How Much Should We be Concerned with Carbon Leakage?

Another paper of my PhD dissertation studies the issue of carbon leakage. Carbon leakage occurs when greenhouse gas emissions shift from regions with stricter regulations to those with fewer regulations. Carbon leakage is at the center of climate change policy debates. As more developed regions implement carbon pricing policies, such as the federal carbon tax in Canada and the European emission trading system, there is a growing concern that emission-intensive industries will move to regions with no emission regulations.

Focusing on British Columbia's carbon tax introduced in 2008, I find that the tax didn't trigger a significant emission increase in other, unregulated provinces. To put it in numbers, for every 1% drop in BC's emissions, there was only a small 0.06% increase in other provinces.

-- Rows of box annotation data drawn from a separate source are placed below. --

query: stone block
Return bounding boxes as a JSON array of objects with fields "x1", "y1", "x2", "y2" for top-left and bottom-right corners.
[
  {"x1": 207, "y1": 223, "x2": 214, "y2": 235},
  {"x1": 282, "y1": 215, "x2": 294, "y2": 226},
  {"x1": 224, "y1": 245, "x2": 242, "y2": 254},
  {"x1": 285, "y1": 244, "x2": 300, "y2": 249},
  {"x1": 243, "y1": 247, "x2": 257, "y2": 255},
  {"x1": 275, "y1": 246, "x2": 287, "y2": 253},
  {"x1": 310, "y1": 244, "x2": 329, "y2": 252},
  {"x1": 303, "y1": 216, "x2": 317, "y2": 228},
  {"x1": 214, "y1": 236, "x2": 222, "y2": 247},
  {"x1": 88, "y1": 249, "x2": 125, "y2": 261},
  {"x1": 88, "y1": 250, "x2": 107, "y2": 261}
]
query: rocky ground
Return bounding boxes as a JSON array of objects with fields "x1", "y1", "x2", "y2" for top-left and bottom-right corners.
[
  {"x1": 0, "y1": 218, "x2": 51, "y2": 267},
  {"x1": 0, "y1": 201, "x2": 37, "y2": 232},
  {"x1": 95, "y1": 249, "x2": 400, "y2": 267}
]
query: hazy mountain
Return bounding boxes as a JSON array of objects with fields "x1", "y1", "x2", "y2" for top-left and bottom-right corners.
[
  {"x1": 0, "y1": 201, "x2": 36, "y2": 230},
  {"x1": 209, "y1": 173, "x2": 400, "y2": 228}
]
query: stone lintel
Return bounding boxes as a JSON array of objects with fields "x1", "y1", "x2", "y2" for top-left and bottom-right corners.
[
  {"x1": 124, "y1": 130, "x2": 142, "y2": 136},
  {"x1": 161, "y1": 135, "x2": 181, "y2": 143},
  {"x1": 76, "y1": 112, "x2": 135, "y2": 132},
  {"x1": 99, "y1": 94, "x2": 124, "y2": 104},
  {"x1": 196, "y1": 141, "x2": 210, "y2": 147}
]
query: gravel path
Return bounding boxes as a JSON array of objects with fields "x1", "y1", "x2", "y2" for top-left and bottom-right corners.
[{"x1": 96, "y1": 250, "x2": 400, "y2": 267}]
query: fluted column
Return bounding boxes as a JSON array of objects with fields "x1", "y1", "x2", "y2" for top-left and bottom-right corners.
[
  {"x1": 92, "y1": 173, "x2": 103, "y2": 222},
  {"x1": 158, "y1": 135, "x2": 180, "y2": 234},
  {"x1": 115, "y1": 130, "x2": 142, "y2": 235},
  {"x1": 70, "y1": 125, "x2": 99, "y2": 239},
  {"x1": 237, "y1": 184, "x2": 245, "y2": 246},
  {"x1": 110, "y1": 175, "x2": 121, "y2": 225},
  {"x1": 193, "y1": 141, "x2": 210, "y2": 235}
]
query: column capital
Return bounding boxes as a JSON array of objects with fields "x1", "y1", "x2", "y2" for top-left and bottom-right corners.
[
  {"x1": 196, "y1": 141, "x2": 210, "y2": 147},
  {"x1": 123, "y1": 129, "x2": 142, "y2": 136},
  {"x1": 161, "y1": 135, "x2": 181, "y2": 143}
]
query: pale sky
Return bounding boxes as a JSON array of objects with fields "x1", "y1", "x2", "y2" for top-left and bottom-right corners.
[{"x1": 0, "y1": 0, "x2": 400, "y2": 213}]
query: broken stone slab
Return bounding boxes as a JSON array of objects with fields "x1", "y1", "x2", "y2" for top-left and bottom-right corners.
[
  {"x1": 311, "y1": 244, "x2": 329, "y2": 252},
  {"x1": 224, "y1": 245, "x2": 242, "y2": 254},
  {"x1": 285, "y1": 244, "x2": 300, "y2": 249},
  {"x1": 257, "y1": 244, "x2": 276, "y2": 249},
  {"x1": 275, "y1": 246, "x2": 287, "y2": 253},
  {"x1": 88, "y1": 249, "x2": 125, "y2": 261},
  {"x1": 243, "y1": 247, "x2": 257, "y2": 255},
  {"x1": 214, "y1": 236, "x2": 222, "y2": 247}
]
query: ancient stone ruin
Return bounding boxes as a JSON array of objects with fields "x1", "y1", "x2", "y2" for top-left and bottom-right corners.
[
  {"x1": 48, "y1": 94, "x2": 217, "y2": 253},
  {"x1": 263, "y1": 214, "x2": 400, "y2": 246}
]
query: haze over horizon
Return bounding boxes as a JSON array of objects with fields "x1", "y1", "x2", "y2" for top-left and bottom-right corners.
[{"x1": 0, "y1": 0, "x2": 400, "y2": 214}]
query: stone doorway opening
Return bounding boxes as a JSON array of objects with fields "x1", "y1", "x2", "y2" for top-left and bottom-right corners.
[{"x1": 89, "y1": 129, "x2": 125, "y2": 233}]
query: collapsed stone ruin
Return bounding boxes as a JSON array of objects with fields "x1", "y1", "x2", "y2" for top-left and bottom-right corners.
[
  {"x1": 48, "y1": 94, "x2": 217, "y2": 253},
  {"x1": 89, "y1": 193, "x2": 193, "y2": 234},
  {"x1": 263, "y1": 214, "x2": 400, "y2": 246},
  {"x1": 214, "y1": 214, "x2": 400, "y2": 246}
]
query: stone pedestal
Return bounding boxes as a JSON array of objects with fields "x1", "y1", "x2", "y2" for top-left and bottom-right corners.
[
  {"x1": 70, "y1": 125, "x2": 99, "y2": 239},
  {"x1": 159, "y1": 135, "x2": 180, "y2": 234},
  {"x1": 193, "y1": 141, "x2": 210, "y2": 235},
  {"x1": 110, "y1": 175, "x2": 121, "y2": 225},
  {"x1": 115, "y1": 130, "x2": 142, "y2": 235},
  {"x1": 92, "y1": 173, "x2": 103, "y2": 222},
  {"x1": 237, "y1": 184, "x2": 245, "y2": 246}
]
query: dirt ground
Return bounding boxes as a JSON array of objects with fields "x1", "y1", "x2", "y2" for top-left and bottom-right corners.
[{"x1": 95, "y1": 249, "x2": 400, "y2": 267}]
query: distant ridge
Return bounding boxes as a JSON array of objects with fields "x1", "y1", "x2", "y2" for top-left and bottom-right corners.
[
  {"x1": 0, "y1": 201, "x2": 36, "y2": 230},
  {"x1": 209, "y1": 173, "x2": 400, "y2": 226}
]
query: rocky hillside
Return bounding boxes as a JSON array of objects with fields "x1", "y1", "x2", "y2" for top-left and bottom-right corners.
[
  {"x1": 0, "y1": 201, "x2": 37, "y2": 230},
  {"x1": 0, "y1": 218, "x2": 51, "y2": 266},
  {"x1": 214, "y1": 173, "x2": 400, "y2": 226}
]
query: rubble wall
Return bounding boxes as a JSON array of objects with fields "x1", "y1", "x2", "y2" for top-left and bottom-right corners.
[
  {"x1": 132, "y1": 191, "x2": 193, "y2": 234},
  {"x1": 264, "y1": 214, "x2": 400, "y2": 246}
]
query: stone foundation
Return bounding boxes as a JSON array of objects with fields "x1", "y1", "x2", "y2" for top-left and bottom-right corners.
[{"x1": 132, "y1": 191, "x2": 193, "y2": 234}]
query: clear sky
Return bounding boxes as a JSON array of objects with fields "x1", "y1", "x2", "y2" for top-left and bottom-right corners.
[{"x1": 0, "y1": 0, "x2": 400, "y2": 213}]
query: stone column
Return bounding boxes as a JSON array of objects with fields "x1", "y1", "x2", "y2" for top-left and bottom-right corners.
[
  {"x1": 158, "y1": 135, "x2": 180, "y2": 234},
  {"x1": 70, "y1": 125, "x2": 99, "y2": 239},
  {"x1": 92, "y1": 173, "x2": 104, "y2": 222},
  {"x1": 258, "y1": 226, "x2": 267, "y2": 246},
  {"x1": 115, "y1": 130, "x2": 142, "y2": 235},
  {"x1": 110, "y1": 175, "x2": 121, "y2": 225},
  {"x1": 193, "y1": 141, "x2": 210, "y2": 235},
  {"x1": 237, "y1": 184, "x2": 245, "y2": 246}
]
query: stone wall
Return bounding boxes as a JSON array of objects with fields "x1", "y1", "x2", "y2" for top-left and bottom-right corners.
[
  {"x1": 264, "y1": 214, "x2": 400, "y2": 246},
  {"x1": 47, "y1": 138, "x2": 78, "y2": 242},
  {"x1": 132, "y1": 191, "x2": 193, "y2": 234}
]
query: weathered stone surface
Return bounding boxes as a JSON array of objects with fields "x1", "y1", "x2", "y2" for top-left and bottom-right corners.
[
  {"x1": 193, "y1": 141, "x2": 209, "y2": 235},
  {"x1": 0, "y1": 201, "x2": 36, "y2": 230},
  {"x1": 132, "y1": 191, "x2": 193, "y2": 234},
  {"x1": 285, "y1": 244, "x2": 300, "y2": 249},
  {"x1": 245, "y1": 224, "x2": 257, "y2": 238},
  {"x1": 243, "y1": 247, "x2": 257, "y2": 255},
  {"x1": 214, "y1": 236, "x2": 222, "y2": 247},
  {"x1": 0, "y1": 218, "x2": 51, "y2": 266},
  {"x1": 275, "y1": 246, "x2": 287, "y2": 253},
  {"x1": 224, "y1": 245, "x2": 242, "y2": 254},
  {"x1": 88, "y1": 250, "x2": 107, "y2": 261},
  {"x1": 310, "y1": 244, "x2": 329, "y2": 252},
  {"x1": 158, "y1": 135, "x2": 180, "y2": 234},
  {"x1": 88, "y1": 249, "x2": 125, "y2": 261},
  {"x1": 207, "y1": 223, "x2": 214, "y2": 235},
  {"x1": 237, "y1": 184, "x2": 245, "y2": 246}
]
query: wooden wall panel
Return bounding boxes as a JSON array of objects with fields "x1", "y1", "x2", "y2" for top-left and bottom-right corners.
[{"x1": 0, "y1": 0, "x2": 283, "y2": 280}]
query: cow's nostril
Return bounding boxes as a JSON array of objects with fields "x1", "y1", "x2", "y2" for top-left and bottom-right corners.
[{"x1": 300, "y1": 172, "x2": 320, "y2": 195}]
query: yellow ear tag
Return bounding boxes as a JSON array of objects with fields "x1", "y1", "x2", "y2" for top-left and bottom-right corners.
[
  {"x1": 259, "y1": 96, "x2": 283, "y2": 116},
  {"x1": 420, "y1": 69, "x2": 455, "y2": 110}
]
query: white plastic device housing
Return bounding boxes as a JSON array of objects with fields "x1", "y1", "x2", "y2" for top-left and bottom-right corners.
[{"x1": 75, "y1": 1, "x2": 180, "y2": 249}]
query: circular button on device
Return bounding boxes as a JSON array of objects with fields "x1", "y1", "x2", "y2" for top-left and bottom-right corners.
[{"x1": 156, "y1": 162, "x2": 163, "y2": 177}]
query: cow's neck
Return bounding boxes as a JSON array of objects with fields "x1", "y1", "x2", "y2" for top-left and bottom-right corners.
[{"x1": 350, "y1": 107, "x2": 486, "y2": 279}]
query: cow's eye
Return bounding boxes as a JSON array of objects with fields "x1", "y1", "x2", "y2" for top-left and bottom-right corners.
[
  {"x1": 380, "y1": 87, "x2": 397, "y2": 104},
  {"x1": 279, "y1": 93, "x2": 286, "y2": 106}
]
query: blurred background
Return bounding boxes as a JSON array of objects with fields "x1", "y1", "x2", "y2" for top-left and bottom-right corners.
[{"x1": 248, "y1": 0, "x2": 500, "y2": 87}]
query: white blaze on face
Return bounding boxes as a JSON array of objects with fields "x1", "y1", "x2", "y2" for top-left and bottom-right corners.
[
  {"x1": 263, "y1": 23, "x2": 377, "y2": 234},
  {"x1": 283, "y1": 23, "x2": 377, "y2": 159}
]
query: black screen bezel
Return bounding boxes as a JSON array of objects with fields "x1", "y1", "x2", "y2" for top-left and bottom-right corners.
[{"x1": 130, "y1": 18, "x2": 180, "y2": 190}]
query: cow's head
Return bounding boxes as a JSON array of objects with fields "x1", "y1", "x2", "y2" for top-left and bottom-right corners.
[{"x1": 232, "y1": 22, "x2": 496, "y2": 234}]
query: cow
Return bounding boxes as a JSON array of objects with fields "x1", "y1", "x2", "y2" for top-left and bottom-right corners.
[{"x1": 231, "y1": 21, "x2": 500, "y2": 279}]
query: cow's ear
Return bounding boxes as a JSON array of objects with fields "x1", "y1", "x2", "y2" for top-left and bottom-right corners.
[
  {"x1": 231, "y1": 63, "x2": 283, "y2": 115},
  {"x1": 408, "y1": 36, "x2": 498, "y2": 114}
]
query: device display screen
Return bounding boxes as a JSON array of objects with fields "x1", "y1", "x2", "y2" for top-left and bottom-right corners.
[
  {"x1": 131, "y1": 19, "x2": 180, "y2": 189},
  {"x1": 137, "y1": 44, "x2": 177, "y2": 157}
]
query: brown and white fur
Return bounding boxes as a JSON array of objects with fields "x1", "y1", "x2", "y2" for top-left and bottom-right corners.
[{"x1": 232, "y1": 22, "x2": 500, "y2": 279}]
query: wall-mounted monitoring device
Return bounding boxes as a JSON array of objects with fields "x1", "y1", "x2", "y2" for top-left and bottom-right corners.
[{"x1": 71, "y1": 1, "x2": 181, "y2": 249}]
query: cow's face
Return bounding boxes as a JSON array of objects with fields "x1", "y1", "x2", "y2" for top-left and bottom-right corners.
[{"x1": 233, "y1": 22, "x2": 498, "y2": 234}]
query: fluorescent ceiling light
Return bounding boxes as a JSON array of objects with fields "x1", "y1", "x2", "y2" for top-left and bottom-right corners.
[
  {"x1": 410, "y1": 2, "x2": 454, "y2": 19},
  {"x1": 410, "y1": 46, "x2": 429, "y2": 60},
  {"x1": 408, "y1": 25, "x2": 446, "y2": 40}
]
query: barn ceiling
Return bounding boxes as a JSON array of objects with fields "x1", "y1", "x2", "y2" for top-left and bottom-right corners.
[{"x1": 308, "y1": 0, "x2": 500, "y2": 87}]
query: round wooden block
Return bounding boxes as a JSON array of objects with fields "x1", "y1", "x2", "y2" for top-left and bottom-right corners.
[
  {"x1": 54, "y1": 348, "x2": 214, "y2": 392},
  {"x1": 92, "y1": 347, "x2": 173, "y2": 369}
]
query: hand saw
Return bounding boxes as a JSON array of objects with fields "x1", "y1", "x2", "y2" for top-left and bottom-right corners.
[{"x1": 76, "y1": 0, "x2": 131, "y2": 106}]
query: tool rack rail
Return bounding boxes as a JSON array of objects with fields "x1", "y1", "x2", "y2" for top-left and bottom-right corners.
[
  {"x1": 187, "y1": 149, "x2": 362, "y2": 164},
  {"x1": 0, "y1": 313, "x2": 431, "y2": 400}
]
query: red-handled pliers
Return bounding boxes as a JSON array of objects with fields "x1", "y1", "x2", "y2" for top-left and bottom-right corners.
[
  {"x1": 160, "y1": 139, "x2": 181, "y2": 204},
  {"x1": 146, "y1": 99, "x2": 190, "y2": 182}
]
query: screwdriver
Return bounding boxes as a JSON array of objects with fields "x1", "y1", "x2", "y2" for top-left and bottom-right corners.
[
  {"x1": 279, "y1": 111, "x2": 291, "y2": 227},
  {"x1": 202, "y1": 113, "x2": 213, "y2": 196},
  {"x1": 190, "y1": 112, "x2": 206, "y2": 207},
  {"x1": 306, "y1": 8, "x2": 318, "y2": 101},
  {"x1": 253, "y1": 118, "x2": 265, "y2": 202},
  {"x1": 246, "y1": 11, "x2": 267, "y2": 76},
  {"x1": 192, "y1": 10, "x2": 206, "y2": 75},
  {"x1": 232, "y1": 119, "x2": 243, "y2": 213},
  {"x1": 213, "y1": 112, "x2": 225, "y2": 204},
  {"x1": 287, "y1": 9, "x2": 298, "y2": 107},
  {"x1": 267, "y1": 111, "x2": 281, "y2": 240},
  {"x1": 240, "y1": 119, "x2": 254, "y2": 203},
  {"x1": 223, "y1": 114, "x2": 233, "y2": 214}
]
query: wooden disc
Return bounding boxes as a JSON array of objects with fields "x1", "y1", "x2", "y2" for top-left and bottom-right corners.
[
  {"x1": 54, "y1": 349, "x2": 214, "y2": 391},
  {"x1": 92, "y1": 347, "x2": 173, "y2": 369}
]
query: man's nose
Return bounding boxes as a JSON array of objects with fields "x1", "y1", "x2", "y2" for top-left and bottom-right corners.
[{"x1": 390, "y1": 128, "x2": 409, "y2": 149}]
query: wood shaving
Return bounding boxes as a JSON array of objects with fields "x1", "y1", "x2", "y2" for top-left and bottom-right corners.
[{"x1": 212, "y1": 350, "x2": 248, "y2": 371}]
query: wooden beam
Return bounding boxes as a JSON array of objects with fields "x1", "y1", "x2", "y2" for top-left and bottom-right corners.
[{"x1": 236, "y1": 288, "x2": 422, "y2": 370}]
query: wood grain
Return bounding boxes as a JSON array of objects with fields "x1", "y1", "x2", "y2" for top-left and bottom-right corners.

The explanation for the missing leakage is that it isn’t easy for businesses to compete across provincial borders due to pre-existing internal trade barriers. Trade barriers make it difficult for consumers to change suppliers, which maintained the competitiveness of BC businesses in the aftermath of the tax.

Can Natural Gas Pipelines Handle Weather-Induced Demand Shocks?

The last chapter of my PhD dissertation examines the efficiency of natural gas pipeline networks. In this work (co-authored with Yanyou Chen and Adam Wyonzek at the University of Toronto), we investigate if natural gas pipeline networks are capable of handling large increases in supply from unexpected periods of high demand such as those that occur during extreme weather conditions.

We show that the organization of pipeline networks can lead to situations in which gas does not flow to meet demand due to various constraints. This is because pipeline capacity is allocated through long-term contracts.

Shippers use these contracts to reserve pipeline capacity prior to a pipeline's construction. They are frequently needed to finance large pipeline projects. However, long-term contracts can cause situations in which a pipeline cannot meet demand, not because of physical constraints, but because of contractual ones. This happens when consumers who own long-term capacity are not the ones who face the increase in demand.

In this context, we are interested in the role of a secondary market unique to the U.S., where shippers can lease and rent capacity in daily auctions. During extreme weather conditions like the cold wave in Texas (February 2021) and California (February-March 2019), shippers facing the demand increase rent pipeline capacity in this secondary market from less affected shippers. However, most shippers involved in this secondary market are marketers. And here's the twist – each market has a dominant marketer. These dominant marketers use their capacity to flow natural gas, which they sell to consumers and retailers who need it. This market concentration incentivizes dominant marketers to strategically capacity to raise prices.

Thus, there is a trade-off: while market power is concerning, the existence of a secondary market improves the allocation of natural gas. We argue that the Canadian pipeline system would benefit from a similar secondary market for capacity as unanticipated demand shocks become more common.